Printing character array in C

Question

I know I am supposed to put '/o' at end of character array but When I want to print "printf ("%s\n", kk);" , it gives "abcdepqrst". Why is this happening? This is the program I am executing.

#include<stdio.h>
int main()
{

char kk[]={'a','b','c','d','e'};
char s[]="pqrst";

printf("%s\n",s);

printf("%s\n",kk);

}

Output:

pqrst

abcdepqrst

I tried reversing the order in which I declare the array by declaring array 's' before array 'kk' here, ideone link, but I am still getting the same output. I think it has something do with how ideone allocates memory to variables.

#include<stdio.h>
int main()
{
char s[]="pqrst";
char kk[]={'a','b','c','d','e'};


printf("%s\n",s);

printf("%s\n",kk);

}

Output:

pqrst

abcdepqrst

Answer 1

The printf() function expects a null terminated string but you are passing a character array with no null terminator.
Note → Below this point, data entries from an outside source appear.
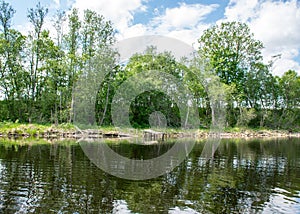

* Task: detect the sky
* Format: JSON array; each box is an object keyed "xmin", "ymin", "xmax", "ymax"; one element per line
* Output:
[{"xmin": 6, "ymin": 0, "xmax": 300, "ymax": 76}]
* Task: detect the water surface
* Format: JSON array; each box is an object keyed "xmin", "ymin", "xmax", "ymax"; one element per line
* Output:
[{"xmin": 0, "ymin": 139, "xmax": 300, "ymax": 214}]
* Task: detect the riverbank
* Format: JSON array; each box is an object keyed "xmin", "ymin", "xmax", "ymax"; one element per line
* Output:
[{"xmin": 0, "ymin": 123, "xmax": 300, "ymax": 140}]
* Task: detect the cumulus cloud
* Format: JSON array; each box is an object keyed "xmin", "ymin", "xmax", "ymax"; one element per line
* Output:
[
  {"xmin": 73, "ymin": 0, "xmax": 147, "ymax": 33},
  {"xmin": 221, "ymin": 0, "xmax": 300, "ymax": 75},
  {"xmin": 148, "ymin": 3, "xmax": 219, "ymax": 46}
]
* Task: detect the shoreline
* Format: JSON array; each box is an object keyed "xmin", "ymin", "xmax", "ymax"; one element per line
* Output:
[{"xmin": 0, "ymin": 123, "xmax": 300, "ymax": 140}]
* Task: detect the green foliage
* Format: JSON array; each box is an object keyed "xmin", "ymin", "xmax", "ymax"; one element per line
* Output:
[{"xmin": 0, "ymin": 0, "xmax": 300, "ymax": 129}]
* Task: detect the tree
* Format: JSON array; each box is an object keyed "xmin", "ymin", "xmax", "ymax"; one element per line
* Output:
[{"xmin": 0, "ymin": 1, "xmax": 25, "ymax": 120}]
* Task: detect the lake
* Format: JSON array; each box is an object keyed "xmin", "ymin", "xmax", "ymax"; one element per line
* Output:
[{"xmin": 0, "ymin": 138, "xmax": 300, "ymax": 214}]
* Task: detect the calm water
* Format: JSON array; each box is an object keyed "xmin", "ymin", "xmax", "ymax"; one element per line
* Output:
[{"xmin": 0, "ymin": 139, "xmax": 300, "ymax": 214}]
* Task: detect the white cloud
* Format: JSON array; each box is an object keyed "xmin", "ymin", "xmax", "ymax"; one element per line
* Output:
[
  {"xmin": 224, "ymin": 0, "xmax": 300, "ymax": 75},
  {"xmin": 151, "ymin": 3, "xmax": 218, "ymax": 32},
  {"xmin": 53, "ymin": 0, "xmax": 60, "ymax": 8},
  {"xmin": 148, "ymin": 3, "xmax": 218, "ymax": 46}
]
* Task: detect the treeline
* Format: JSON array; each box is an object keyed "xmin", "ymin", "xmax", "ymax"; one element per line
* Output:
[{"xmin": 0, "ymin": 1, "xmax": 300, "ymax": 129}]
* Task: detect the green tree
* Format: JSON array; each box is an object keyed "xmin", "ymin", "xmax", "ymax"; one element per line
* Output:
[{"xmin": 0, "ymin": 1, "xmax": 25, "ymax": 120}]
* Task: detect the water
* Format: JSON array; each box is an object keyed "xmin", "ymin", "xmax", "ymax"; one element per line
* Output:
[{"xmin": 0, "ymin": 139, "xmax": 300, "ymax": 214}]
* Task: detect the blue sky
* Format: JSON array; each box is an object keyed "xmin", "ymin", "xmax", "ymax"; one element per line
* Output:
[{"xmin": 6, "ymin": 0, "xmax": 300, "ymax": 75}]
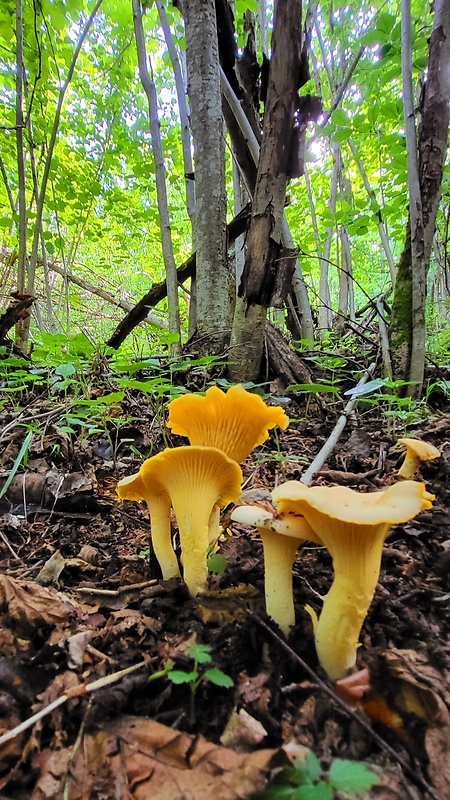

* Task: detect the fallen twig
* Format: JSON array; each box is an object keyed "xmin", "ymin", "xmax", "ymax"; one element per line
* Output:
[
  {"xmin": 300, "ymin": 363, "xmax": 376, "ymax": 486},
  {"xmin": 0, "ymin": 659, "xmax": 152, "ymax": 745}
]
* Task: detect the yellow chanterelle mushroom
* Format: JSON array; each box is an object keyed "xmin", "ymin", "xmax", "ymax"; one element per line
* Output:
[{"xmin": 272, "ymin": 481, "xmax": 434, "ymax": 680}]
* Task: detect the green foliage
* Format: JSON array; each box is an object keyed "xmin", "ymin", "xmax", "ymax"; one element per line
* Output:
[
  {"xmin": 258, "ymin": 751, "xmax": 379, "ymax": 800},
  {"xmin": 148, "ymin": 643, "xmax": 233, "ymax": 725},
  {"xmin": 0, "ymin": 431, "xmax": 33, "ymax": 500}
]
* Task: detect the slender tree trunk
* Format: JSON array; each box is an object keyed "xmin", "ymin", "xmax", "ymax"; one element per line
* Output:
[
  {"xmin": 221, "ymin": 62, "xmax": 314, "ymax": 341},
  {"xmin": 132, "ymin": 0, "xmax": 181, "ymax": 358},
  {"xmin": 390, "ymin": 0, "xmax": 450, "ymax": 396},
  {"xmin": 319, "ymin": 142, "xmax": 340, "ymax": 341},
  {"xmin": 230, "ymin": 0, "xmax": 302, "ymax": 380},
  {"xmin": 14, "ymin": 0, "xmax": 30, "ymax": 352},
  {"xmin": 347, "ymin": 139, "xmax": 396, "ymax": 284},
  {"xmin": 402, "ymin": 0, "xmax": 427, "ymax": 396},
  {"xmin": 27, "ymin": 0, "xmax": 103, "ymax": 350},
  {"xmin": 156, "ymin": 0, "xmax": 197, "ymax": 338},
  {"xmin": 184, "ymin": 0, "xmax": 231, "ymax": 353}
]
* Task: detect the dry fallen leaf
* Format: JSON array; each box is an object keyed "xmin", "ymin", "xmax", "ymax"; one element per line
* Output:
[
  {"xmin": 30, "ymin": 717, "xmax": 288, "ymax": 800},
  {"xmin": 220, "ymin": 708, "xmax": 267, "ymax": 753},
  {"xmin": 384, "ymin": 649, "xmax": 450, "ymax": 800},
  {"xmin": 0, "ymin": 575, "xmax": 70, "ymax": 636}
]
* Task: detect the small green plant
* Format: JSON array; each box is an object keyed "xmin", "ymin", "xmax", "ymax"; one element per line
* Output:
[
  {"xmin": 148, "ymin": 644, "xmax": 233, "ymax": 726},
  {"xmin": 257, "ymin": 751, "xmax": 379, "ymax": 800}
]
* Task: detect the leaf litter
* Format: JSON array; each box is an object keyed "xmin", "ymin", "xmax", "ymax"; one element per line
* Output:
[{"xmin": 0, "ymin": 382, "xmax": 450, "ymax": 800}]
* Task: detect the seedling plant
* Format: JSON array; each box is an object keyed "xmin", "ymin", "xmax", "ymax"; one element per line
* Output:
[
  {"xmin": 255, "ymin": 751, "xmax": 379, "ymax": 800},
  {"xmin": 148, "ymin": 644, "xmax": 233, "ymax": 727}
]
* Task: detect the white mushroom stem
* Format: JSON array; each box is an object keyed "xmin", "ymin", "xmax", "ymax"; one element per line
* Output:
[
  {"xmin": 231, "ymin": 505, "xmax": 316, "ymax": 636},
  {"xmin": 258, "ymin": 528, "xmax": 300, "ymax": 636},
  {"xmin": 146, "ymin": 495, "xmax": 180, "ymax": 581}
]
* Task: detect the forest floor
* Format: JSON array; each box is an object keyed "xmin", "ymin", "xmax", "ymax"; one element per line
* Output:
[{"xmin": 0, "ymin": 358, "xmax": 450, "ymax": 800}]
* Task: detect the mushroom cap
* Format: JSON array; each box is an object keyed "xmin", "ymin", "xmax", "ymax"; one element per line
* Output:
[
  {"xmin": 141, "ymin": 445, "xmax": 242, "ymax": 595},
  {"xmin": 272, "ymin": 480, "xmax": 434, "ymax": 680},
  {"xmin": 167, "ymin": 384, "xmax": 289, "ymax": 463},
  {"xmin": 140, "ymin": 445, "xmax": 242, "ymax": 506},
  {"xmin": 398, "ymin": 439, "xmax": 441, "ymax": 461},
  {"xmin": 231, "ymin": 505, "xmax": 322, "ymax": 544},
  {"xmin": 272, "ymin": 481, "xmax": 434, "ymax": 546}
]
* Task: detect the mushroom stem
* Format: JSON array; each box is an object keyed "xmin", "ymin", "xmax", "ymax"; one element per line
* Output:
[
  {"xmin": 314, "ymin": 536, "xmax": 388, "ymax": 681},
  {"xmin": 172, "ymin": 488, "xmax": 217, "ymax": 596},
  {"xmin": 258, "ymin": 528, "xmax": 300, "ymax": 636},
  {"xmin": 147, "ymin": 495, "xmax": 180, "ymax": 581},
  {"xmin": 397, "ymin": 450, "xmax": 422, "ymax": 480}
]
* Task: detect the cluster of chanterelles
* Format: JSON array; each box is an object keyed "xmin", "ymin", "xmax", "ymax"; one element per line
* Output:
[{"xmin": 118, "ymin": 386, "xmax": 439, "ymax": 680}]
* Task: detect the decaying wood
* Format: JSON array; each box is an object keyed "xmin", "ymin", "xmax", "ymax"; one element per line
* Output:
[
  {"xmin": 0, "ymin": 292, "xmax": 36, "ymax": 342},
  {"xmin": 300, "ymin": 363, "xmax": 376, "ymax": 486},
  {"xmin": 239, "ymin": 0, "xmax": 302, "ymax": 307},
  {"xmin": 106, "ymin": 205, "xmax": 250, "ymax": 350}
]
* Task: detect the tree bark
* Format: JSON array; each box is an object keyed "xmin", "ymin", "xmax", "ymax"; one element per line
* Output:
[
  {"xmin": 106, "ymin": 206, "xmax": 250, "ymax": 350},
  {"xmin": 390, "ymin": 0, "xmax": 450, "ymax": 396},
  {"xmin": 14, "ymin": 0, "xmax": 30, "ymax": 352},
  {"xmin": 229, "ymin": 0, "xmax": 302, "ymax": 380},
  {"xmin": 183, "ymin": 0, "xmax": 231, "ymax": 353},
  {"xmin": 132, "ymin": 0, "xmax": 181, "ymax": 358}
]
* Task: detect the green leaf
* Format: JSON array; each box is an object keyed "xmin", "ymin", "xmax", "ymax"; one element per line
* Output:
[
  {"xmin": 167, "ymin": 669, "xmax": 198, "ymax": 685},
  {"xmin": 329, "ymin": 758, "xmax": 379, "ymax": 794},
  {"xmin": 203, "ymin": 667, "xmax": 234, "ymax": 689},
  {"xmin": 331, "ymin": 128, "xmax": 352, "ymax": 142},
  {"xmin": 361, "ymin": 30, "xmax": 381, "ymax": 47},
  {"xmin": 186, "ymin": 644, "xmax": 211, "ymax": 664},
  {"xmin": 294, "ymin": 783, "xmax": 333, "ymax": 800},
  {"xmin": 331, "ymin": 108, "xmax": 348, "ymax": 126},
  {"xmin": 55, "ymin": 362, "xmax": 76, "ymax": 378}
]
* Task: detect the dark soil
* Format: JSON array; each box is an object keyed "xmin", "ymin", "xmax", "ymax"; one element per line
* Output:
[{"xmin": 0, "ymin": 370, "xmax": 450, "ymax": 800}]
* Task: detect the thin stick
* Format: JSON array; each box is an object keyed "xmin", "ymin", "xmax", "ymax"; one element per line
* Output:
[
  {"xmin": 0, "ymin": 659, "xmax": 150, "ymax": 745},
  {"xmin": 300, "ymin": 362, "xmax": 376, "ymax": 486},
  {"xmin": 251, "ymin": 614, "xmax": 443, "ymax": 800}
]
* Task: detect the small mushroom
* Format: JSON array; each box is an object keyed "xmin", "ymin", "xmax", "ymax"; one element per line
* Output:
[
  {"xmin": 117, "ymin": 468, "xmax": 180, "ymax": 581},
  {"xmin": 231, "ymin": 505, "xmax": 318, "ymax": 636},
  {"xmin": 167, "ymin": 384, "xmax": 289, "ymax": 464},
  {"xmin": 140, "ymin": 445, "xmax": 242, "ymax": 595},
  {"xmin": 397, "ymin": 439, "xmax": 441, "ymax": 480},
  {"xmin": 272, "ymin": 481, "xmax": 434, "ymax": 681}
]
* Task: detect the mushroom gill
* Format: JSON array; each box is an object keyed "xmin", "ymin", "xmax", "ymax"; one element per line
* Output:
[
  {"xmin": 117, "ymin": 468, "xmax": 180, "ymax": 581},
  {"xmin": 140, "ymin": 445, "xmax": 242, "ymax": 595},
  {"xmin": 397, "ymin": 439, "xmax": 441, "ymax": 480},
  {"xmin": 272, "ymin": 481, "xmax": 434, "ymax": 680}
]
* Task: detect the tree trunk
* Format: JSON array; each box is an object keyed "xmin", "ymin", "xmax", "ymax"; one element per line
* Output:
[
  {"xmin": 390, "ymin": 0, "xmax": 450, "ymax": 396},
  {"xmin": 132, "ymin": 0, "xmax": 181, "ymax": 358},
  {"xmin": 184, "ymin": 0, "xmax": 231, "ymax": 353}
]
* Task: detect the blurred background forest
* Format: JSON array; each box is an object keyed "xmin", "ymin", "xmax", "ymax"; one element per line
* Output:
[{"xmin": 0, "ymin": 0, "xmax": 450, "ymax": 394}]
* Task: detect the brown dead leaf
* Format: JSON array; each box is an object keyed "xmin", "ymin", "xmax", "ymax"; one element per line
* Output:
[
  {"xmin": 372, "ymin": 649, "xmax": 450, "ymax": 800},
  {"xmin": 220, "ymin": 708, "xmax": 267, "ymax": 753},
  {"xmin": 31, "ymin": 717, "xmax": 287, "ymax": 800},
  {"xmin": 0, "ymin": 575, "xmax": 70, "ymax": 636}
]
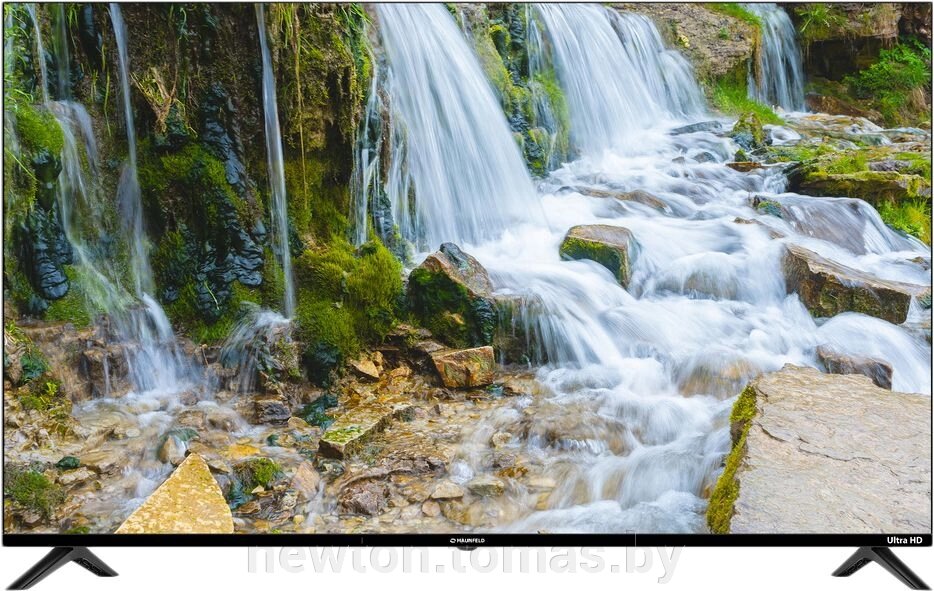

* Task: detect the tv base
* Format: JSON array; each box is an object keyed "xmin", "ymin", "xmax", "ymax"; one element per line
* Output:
[
  {"xmin": 833, "ymin": 546, "xmax": 930, "ymax": 589},
  {"xmin": 7, "ymin": 546, "xmax": 117, "ymax": 589}
]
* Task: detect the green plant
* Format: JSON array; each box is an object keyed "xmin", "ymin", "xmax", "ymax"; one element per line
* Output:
[
  {"xmin": 3, "ymin": 469, "xmax": 65, "ymax": 519},
  {"xmin": 704, "ymin": 2, "xmax": 762, "ymax": 29},
  {"xmin": 879, "ymin": 199, "xmax": 931, "ymax": 245},
  {"xmin": 844, "ymin": 38, "xmax": 931, "ymax": 125}
]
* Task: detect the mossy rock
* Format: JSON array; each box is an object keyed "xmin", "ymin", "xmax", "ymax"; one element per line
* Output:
[
  {"xmin": 730, "ymin": 111, "xmax": 766, "ymax": 150},
  {"xmin": 561, "ymin": 224, "xmax": 635, "ymax": 287},
  {"xmin": 707, "ymin": 385, "xmax": 756, "ymax": 534},
  {"xmin": 408, "ymin": 243, "xmax": 497, "ymax": 348}
]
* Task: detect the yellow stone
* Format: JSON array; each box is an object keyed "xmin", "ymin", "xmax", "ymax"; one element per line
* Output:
[{"xmin": 116, "ymin": 454, "xmax": 233, "ymax": 534}]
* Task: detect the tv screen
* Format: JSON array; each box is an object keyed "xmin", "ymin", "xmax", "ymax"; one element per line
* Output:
[{"xmin": 3, "ymin": 3, "xmax": 932, "ymax": 546}]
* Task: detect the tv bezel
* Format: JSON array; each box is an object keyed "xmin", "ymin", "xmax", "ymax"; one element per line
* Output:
[{"xmin": 2, "ymin": 532, "xmax": 932, "ymax": 548}]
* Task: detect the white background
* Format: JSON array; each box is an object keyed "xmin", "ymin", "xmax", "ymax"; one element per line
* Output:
[{"xmin": 0, "ymin": 548, "xmax": 934, "ymax": 591}]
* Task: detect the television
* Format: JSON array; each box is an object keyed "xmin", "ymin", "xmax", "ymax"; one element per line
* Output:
[{"xmin": 3, "ymin": 2, "xmax": 932, "ymax": 588}]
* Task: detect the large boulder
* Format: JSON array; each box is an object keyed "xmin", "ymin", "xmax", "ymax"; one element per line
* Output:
[
  {"xmin": 561, "ymin": 224, "xmax": 635, "ymax": 287},
  {"xmin": 431, "ymin": 347, "xmax": 496, "ymax": 388},
  {"xmin": 116, "ymin": 453, "xmax": 233, "ymax": 534},
  {"xmin": 408, "ymin": 242, "xmax": 496, "ymax": 347},
  {"xmin": 782, "ymin": 244, "xmax": 931, "ymax": 324},
  {"xmin": 707, "ymin": 365, "xmax": 931, "ymax": 534}
]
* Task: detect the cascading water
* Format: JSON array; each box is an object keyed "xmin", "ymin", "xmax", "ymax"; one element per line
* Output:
[
  {"xmin": 364, "ymin": 4, "xmax": 540, "ymax": 250},
  {"xmin": 536, "ymin": 4, "xmax": 704, "ymax": 154},
  {"xmin": 743, "ymin": 2, "xmax": 805, "ymax": 111},
  {"xmin": 362, "ymin": 5, "xmax": 931, "ymax": 532},
  {"xmin": 256, "ymin": 4, "xmax": 295, "ymax": 318}
]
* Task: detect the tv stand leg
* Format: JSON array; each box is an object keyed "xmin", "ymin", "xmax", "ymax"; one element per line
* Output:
[
  {"xmin": 7, "ymin": 546, "xmax": 117, "ymax": 589},
  {"xmin": 833, "ymin": 546, "xmax": 930, "ymax": 589}
]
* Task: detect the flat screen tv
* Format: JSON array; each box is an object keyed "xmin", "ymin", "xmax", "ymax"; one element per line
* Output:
[{"xmin": 3, "ymin": 3, "xmax": 932, "ymax": 588}]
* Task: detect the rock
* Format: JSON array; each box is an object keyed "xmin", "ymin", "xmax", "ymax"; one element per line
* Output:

Try changing your array to:

char kk[]={'a','b','c','d','e','\0'};

When you use string literal syntax to initialize your s array, the null terminator is automatically added:

char s[] = "pqrst"; // s is {'p','q','r','s','t','\0'}

Answer 2

kk is not null-terminated, so printf doesn't know where to stop. Invoking printf on a string that is not null-terminated is undefined behaviour (UB). That means you cannot expect any particular outcome from your program. What you see is one manifestation of UB.

You need to add a null-terminator:

char kk[]={'a','b','c','d','e', '\0'};

Answer 3

You need to add a '\0' character to kk as it's last element like so:

char kk[]={'a','b','c','d','e','\0'};

or printf is just going to run off the end of the array.